The technology developed by the Polytechnic University of Valencia (UPV) and the Jaume I University (UJI) will help highly polluting thermal plants be replaced with renewable plants, meeting European decarbonisation goals.
Researchers of the Polytechnic University of Valencia (UPV), belonging to the Institute of Industrial Automatics and Computing (ai2), and of the Jaume I University of Castellón (UJI) have developed a system that makes it so that, after a blackout, the electricity supply may be restored thanks to renewable energies. The UPV team presented it at the WindEurope Offshore 2019 summit, held last week in Copenhaguen.
Currently, when electric power collapses, in many countries the supply is guaranteed by way of thermal plants that must be permanently turned on in case there is a blackout, even if they are not producing energy. The alternative proposed by the ai2 team of the UPV consists of taking advantage of the potential of offshore wind farms to avoid recurring to thermal plants.
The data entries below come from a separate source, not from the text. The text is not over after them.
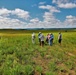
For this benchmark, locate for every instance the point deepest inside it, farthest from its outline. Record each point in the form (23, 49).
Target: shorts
(59, 40)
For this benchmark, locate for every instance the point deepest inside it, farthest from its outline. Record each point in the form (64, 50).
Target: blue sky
(37, 14)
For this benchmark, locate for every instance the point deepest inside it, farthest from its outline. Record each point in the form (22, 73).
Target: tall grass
(18, 56)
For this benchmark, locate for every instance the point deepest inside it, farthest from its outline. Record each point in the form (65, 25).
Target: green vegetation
(18, 56)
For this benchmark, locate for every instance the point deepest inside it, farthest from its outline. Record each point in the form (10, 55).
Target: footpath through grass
(18, 56)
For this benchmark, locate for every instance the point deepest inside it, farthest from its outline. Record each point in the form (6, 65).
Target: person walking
(59, 38)
(42, 40)
(51, 40)
(33, 38)
(39, 37)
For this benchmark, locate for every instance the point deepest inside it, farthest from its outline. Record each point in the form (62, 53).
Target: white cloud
(70, 20)
(17, 12)
(35, 20)
(10, 23)
(4, 12)
(21, 13)
(65, 3)
(50, 8)
(41, 3)
(69, 17)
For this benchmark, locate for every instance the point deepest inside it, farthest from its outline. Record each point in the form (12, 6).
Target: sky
(23, 14)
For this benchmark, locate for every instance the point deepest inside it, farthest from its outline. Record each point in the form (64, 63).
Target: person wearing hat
(59, 38)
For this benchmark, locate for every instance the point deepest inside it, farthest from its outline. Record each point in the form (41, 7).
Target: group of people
(49, 38)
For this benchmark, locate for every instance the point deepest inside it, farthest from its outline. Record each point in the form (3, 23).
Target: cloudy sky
(23, 14)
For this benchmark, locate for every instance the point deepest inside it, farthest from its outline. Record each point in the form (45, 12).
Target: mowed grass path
(18, 56)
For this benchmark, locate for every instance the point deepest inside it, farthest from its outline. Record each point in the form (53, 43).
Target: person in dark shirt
(60, 38)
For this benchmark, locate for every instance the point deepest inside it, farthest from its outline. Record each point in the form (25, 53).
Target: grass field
(18, 56)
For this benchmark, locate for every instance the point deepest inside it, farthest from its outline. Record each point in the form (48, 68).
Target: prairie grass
(18, 56)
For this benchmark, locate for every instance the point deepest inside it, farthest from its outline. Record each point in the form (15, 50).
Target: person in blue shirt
(60, 38)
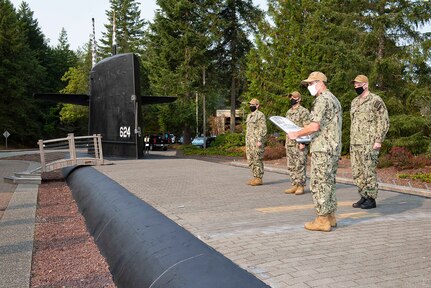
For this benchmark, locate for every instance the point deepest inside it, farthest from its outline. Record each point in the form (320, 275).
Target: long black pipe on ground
(143, 247)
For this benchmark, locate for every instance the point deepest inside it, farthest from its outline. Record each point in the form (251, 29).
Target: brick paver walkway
(261, 228)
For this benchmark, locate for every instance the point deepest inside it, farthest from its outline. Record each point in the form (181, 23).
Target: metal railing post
(96, 148)
(42, 155)
(72, 150)
(99, 139)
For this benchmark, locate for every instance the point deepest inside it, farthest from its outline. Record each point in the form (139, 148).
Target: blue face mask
(359, 90)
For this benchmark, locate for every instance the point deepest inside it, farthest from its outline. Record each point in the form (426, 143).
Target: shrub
(274, 152)
(401, 158)
(425, 177)
(229, 140)
(384, 161)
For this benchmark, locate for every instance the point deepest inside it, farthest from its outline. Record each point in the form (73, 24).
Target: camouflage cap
(360, 79)
(314, 76)
(254, 101)
(295, 94)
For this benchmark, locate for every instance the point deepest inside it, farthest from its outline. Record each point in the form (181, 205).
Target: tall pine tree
(128, 28)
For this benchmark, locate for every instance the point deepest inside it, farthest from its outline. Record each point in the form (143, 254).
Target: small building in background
(221, 122)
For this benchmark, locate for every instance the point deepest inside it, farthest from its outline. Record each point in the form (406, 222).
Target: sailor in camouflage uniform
(369, 125)
(255, 142)
(296, 153)
(325, 148)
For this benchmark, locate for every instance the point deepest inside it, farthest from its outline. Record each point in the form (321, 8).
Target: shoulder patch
(378, 105)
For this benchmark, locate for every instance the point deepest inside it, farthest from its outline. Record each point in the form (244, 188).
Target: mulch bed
(64, 253)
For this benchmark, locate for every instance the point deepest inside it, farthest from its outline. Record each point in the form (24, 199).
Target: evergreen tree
(74, 118)
(236, 20)
(176, 58)
(17, 67)
(128, 28)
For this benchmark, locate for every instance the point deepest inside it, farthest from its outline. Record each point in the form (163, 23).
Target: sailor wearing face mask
(296, 153)
(255, 138)
(325, 148)
(368, 128)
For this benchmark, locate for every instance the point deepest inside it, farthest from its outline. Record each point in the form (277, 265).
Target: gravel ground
(64, 253)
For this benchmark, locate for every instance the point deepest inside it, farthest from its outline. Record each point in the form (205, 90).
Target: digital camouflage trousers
(364, 161)
(322, 182)
(255, 161)
(296, 164)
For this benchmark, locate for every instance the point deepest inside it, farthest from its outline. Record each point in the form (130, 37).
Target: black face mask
(359, 90)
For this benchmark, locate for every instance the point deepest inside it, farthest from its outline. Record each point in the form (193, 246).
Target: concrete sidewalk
(16, 226)
(261, 228)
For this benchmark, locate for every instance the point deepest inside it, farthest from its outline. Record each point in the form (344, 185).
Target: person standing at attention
(325, 148)
(368, 128)
(255, 142)
(296, 153)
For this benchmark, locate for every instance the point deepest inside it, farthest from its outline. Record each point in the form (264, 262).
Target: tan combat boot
(256, 182)
(321, 223)
(291, 190)
(299, 190)
(332, 219)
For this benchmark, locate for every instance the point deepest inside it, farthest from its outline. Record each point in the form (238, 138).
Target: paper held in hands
(288, 126)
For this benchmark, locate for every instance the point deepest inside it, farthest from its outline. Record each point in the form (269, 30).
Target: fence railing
(70, 151)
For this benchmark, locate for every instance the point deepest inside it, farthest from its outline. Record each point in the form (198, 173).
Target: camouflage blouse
(327, 112)
(369, 120)
(301, 117)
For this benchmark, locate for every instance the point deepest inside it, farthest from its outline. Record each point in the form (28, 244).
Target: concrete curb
(16, 236)
(343, 180)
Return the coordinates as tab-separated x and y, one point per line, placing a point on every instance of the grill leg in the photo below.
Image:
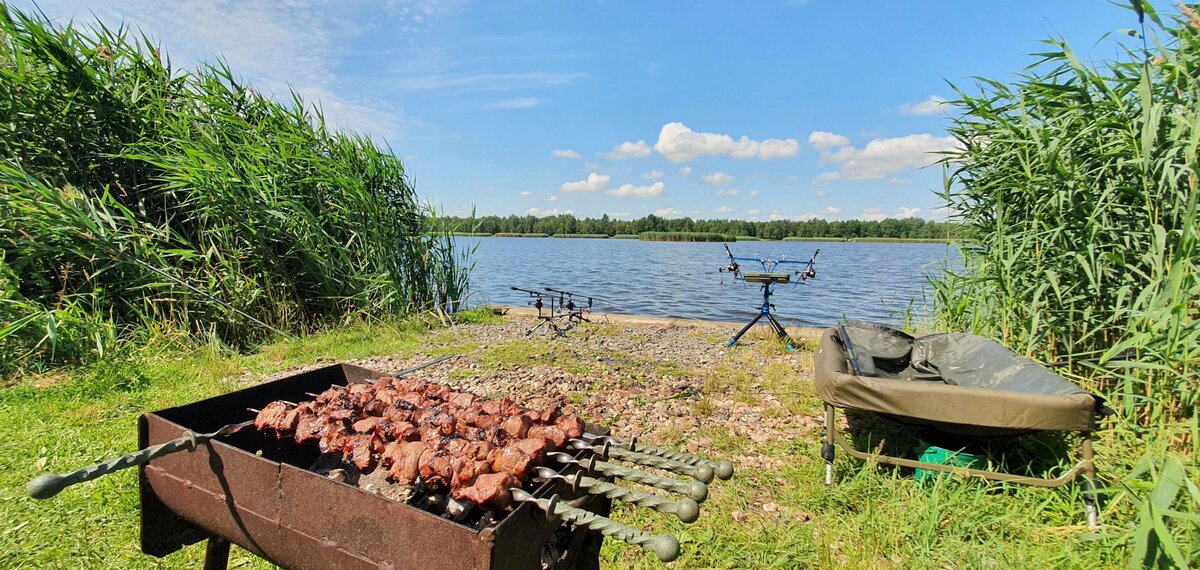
216	553
827	445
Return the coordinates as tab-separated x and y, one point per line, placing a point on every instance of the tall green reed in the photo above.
135	192
1077	184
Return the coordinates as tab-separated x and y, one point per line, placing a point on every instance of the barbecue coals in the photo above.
448	441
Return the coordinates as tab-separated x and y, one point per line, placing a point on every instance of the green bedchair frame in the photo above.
958	384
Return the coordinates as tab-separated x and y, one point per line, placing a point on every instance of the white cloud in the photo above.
678	143
630	191
514	103
826	139
931	106
883	157
595	183
629	150
873	215
827	178
565	154
718	179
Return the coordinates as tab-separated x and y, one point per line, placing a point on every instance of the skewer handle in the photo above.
687	509
48	485
700	472
723	469
664	546
694	490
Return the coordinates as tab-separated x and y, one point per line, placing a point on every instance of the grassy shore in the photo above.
754	405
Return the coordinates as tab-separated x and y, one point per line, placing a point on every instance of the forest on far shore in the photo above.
774	229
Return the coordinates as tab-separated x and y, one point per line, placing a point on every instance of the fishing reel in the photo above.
567	300
537	299
809	271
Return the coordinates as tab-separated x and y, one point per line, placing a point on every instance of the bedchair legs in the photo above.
1091	497
1086	467
827	445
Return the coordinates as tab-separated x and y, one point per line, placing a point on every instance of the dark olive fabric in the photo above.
959	383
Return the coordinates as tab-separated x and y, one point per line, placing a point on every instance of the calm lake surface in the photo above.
864	281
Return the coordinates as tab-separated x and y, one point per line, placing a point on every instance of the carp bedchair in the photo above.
953	383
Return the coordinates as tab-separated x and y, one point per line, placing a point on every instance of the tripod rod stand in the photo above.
765	311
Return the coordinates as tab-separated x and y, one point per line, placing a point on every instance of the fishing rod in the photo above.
768	279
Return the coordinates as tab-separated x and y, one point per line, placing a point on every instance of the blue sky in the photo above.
755	111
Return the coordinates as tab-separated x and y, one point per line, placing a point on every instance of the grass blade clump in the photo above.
136	193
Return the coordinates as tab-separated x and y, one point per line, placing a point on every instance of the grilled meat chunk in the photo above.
517	426
552	435
277	417
490	491
455	442
510	460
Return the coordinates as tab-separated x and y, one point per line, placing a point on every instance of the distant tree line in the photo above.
774	229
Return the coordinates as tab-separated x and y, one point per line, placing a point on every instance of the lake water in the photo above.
855	280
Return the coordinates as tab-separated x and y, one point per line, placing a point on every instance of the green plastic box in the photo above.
942	456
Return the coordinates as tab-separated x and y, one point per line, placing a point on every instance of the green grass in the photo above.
684	237
873	517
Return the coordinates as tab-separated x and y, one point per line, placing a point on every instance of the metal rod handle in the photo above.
723	469
695	490
664	546
685	509
48	485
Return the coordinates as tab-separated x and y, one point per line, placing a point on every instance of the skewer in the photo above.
49	484
723	469
701	473
694	490
685	509
665	546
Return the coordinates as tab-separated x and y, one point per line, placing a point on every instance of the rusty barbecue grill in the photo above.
295	508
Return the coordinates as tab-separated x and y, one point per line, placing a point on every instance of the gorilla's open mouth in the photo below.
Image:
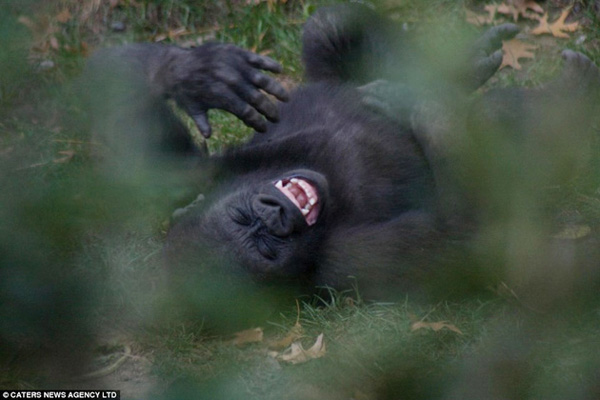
303	194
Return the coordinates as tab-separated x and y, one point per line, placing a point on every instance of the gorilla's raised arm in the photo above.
219	76
129	85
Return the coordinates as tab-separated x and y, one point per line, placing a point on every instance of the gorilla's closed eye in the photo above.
239	216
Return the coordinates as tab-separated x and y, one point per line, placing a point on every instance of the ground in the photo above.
80	249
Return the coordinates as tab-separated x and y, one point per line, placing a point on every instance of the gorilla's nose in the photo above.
278	217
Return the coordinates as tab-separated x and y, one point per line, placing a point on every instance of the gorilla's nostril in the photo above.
279	218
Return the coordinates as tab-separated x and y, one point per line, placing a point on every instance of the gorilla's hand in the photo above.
487	53
226	77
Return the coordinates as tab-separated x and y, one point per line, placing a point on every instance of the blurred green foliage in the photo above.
80	249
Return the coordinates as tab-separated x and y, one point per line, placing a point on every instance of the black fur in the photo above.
382	166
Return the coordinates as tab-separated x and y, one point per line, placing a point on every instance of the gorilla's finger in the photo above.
493	37
259	101
263	62
249	116
269	85
201	121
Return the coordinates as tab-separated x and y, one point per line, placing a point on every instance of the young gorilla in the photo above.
352	184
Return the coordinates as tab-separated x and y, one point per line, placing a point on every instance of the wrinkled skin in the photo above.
371	150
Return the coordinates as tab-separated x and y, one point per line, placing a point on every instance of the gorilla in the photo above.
351	180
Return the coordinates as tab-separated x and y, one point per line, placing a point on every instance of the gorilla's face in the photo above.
273	227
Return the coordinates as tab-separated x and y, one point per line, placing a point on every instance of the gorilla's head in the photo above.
270	224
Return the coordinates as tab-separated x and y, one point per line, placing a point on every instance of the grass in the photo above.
66	228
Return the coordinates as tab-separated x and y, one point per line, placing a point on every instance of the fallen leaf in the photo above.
514	50
557	28
64	16
67	155
574	232
523	6
254	335
477	19
293	334
435	326
27	22
508	9
296	354
54	43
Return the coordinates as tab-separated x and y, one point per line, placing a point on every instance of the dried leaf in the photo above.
254	335
508	9
296	354
64	16
477	19
294	334
523	5
28	23
558	27
574	232
435	326
67	155
53	43
516	8
514	50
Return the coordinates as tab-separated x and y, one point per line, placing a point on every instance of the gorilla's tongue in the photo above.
304	196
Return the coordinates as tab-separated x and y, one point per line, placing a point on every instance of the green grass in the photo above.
67	228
The system is the result of 20 years of work that the renewable energy team of the ai2 institute has dedicated to controlling offshore wind turbines, especially through the European project H2020 PROMOTioN, where the UPV is the sole Spanish member – out of a total 34 partners from 11 countries -, and national project INTER-WIND-HVDC, developed in collaboration with the UJI.
“The work of the ai2 institute team will contribute significantly to highly polluting thermal plants being replaced by renewable plants to meet European decarbonisation goals,” highlights Ramón Blasco, coordinator of the ai2 group that has developed this new technology. Furthermore, the use of this renewable technology would substantially decrease the duration of blackouts, such as the one that took place, for example, back in September in Tenerife.
WindEurope Offshore 2019 summit
Ai2 professor Ramón Blasco took part recently in the panel on auxiliary services for large offshore wind farms, held during the WindEurope Offshore 2019 summit. The objective of the panel was to progress towards making it possible so that an electrical system with a high percentage of renewable energy may work sturdily, including integrated systems of energetic storage.
In this framework, the researcher presented the progress achieved thanks to the PROMOTioN project. The WindEurope Offshore 2019 summit was inaugurated by Prince Frederik of Denmark and the European Commission Energy Director-General, Ditte Juul Jørgensen. Furthermore, the panel on auxiliary services for offshore wind farms was comprised of, in addition to the UPV researcher, Daniel Fraile, Head of Marketing for the European wind association (WindEurope), Adrian Timbus, business portfolio Vice-president for electric networks ABB and Philip Johnson, the Head of Network Services of Ørsted.
During the WindEurope Offshore 2019, European wind association WindEurope set at 450GW the goal for offshore wind farms for 2050. This goal is aligned with the “Europe Green Deal” of the European Commission. According to sources of WindEurope and the International Energy Agency, “the objectives are ambitious, but reachable”. These challenges were being posed just days before the COP25 climate change summit that has taken place these days in Madrid.